Das Stichwort Täter-Opfer-Umkehr hatten Sie ja bereits erwähnt. Wie sieht das konkret aus?
Ursache und Wirkung werden gern vertauscht. Das beste Beispiel ist Gaza. Oft heißt es in deutschen Zeitungen: »Israel beschießt Palästinensergebiete« in großen Lettern - und im Untertitel, klein, ist dann »... als Reaktion auf Raketenbeschuss« zu lesen. Dasselbe findet nun auch in Zusammenhang mit Dschenin statt. Die dortigen Terroristen des Islamischen Dschihad und der Hamas, die vom Mullah-Regime im Iran finanziert werden, sind seit Jahren am Drücker. Ihr Ziel ist es, die »A-Gebiete« im Westjordanland zu erobern – es handelt sich um von Abu Mazen (Mahmud Abbas) kontrollierte Gebiete – und eine Art zweites Gaza zu errichten.
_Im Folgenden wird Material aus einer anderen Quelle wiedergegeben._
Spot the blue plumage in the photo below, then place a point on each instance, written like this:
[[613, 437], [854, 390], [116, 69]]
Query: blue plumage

Abbas würde damit als Erster einen hohen Preis bezahlen. Genau dagegen geht Israel seit Jahren vor.
In Gaza und im Westjordanland feierten Palästinenser den tödlichen Terroranschlag vom Dienstag dieser Woche, indem sie Süßigkeiten verteilten. Warum wird dieser Aspekt in Deutschland fast nie erwähnt?
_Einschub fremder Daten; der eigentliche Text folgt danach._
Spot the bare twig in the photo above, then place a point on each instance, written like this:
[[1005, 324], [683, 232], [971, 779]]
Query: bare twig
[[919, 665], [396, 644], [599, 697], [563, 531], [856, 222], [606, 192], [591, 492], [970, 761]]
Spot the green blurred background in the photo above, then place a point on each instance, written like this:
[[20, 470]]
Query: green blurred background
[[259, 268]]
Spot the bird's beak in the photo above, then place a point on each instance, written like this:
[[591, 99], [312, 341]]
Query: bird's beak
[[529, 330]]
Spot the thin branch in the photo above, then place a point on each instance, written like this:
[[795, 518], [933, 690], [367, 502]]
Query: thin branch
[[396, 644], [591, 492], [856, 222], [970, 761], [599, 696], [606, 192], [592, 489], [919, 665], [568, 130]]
Besonders in den öffentlich-rechtlichen Medien gibt es die Tendenz, dass bestimmte Dinge absichtlich verdreht und bestimmte Aspekte komplett ausgeblendet werden, damit das Narrativ nicht verrutscht. Wenn im Rahmen israelischer Operationen Palästinenser getötet werden, finden in Israel keine Feiern statt. Es gibt keine Israelis, die auf der Straße feiern, wenn Palästinenser - egal ob militant oder nicht militant - im Kampf umkommen. Auf der anderen Seite ist es bei den Palästinensern normal, besonders in den drei Terror-Hochburgen Dschenin, Nablus und Gaza, so gut wie immer auf offener Straße zu feiern und Süßigkeiten zu verteilen, wenn Juden ermordet wurden. Solange dies der Fall ist und Deutschland dies weder wahrnimmt noch darüber berichtet, kann man von den Israelis nicht erwarten, dass sie bei den Palästinensern auf einen Friedenskurs einschwenken. Das ist einfach nicht hinnehmbar.
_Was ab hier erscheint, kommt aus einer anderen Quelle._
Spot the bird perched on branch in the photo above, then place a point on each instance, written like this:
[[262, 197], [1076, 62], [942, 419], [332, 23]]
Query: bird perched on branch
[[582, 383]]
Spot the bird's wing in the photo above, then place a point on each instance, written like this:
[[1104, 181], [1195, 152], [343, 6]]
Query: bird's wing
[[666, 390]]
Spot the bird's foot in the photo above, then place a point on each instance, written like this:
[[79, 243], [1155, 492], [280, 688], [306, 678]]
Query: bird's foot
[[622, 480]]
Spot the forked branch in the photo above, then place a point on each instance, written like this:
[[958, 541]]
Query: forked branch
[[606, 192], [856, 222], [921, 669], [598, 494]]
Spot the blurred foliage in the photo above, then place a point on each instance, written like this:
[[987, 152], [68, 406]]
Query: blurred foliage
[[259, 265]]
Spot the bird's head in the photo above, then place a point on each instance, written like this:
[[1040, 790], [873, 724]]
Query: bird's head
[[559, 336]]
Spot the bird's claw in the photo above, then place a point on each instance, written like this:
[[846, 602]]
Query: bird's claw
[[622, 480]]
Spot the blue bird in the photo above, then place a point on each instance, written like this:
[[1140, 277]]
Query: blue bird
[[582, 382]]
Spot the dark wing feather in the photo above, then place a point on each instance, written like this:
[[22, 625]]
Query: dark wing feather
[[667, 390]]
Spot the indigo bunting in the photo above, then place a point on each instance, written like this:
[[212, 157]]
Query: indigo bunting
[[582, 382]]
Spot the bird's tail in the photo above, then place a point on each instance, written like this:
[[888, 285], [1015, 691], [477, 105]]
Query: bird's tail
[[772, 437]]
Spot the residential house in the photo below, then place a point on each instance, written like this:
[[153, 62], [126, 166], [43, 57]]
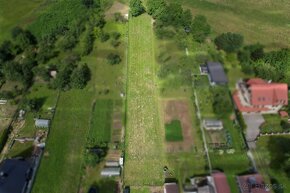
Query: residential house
[[252, 183], [257, 95], [15, 175]]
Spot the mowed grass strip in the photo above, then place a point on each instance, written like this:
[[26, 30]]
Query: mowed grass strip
[[173, 131], [100, 129], [60, 167], [145, 155]]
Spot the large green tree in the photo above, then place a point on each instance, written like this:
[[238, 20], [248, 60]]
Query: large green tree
[[229, 42]]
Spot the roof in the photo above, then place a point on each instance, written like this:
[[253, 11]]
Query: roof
[[283, 114], [252, 183], [42, 122], [217, 73], [256, 81], [14, 175], [269, 94], [212, 123], [221, 183], [171, 188]]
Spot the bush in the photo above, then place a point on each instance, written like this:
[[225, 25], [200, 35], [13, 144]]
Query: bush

Ist Unkenntnis im Spiel, wenn die Berichterstattung in Deutschland anti-israelisch ausgerichtet zu sein scheint? Oder ist dies volle Absicht?
Es ist einerseits Unkenntnis. Denn wer in Deutschland weiß schon, was in Dschenin wirklich los ist? Wer in Deutschland versteht, dass der Iran dahintersteckt? Die meisten deutschen Journalisten verstehen dies nicht – und versuchen auch nicht, es zu verstehen, weil dies alles viel komplizierter machen würde.
Ist das der einzige Grund?
Es gibt andererseits eine Art Tunnelblick, wenn es darum geht, wie man Israel gern zeigen möchte. Und diese Narrative dürfen nicht gestört werden. In meinem Buch »Der neu-deutsche Antisemit« von 2018 habe ich der verzerrten und verdrehten Berichterstattung der Öffentlich-Rechtlichen ein ganzes Kapitel gewidmet und mit vielen Beispielen erläutert, warum dies auch dem Antisemitismus auf deutschen Straßen hilft.
Die jüngsten Ereignisse im Westjordanland sind besorgniserregend. Mit welchen Entwicklungen rechnen Sie nun?
Auf der einen Seite gibt es Dschenin als zweites Gaza, eine Terror-Hochburg der Hamas und des Islamischen Dschihad, die von der Hisbollah im Libanon und dem Mullah-Regime im Iran angestachelt wird, damit dort die Kiste explodiert - mit dem Ziel, dass der Terror die »A-Gebiete« übernimmt. Weder Israel noch Abu Mazen (Mahmud Abbas) wollen jedoch, dass das System zusammenbricht. Israel muss dagegenhalten und den Terror bekämpfen. Es gibt keinen anderen Weg. Mit welcher Intensität Israel den Terror fortan bekämpfen wird, ist natürlich eine Frage, auf die ich nicht eingehen kann. Aber der Terror wird bekämpft, denn wenn Dschenin fallen würde, dann hätte das natürlich einen Einfluss auf andere palästinensische Städte, die dann auch in die Hände der Hamas, des Islamischen Dschihad und des Mullah-Regimes im Iran fallen würden.
Auch hochrangige Soldaten sagen oft hinter vorgehaltener Hand, Dschenin sei ein zweites Gaza. Was ist da dran?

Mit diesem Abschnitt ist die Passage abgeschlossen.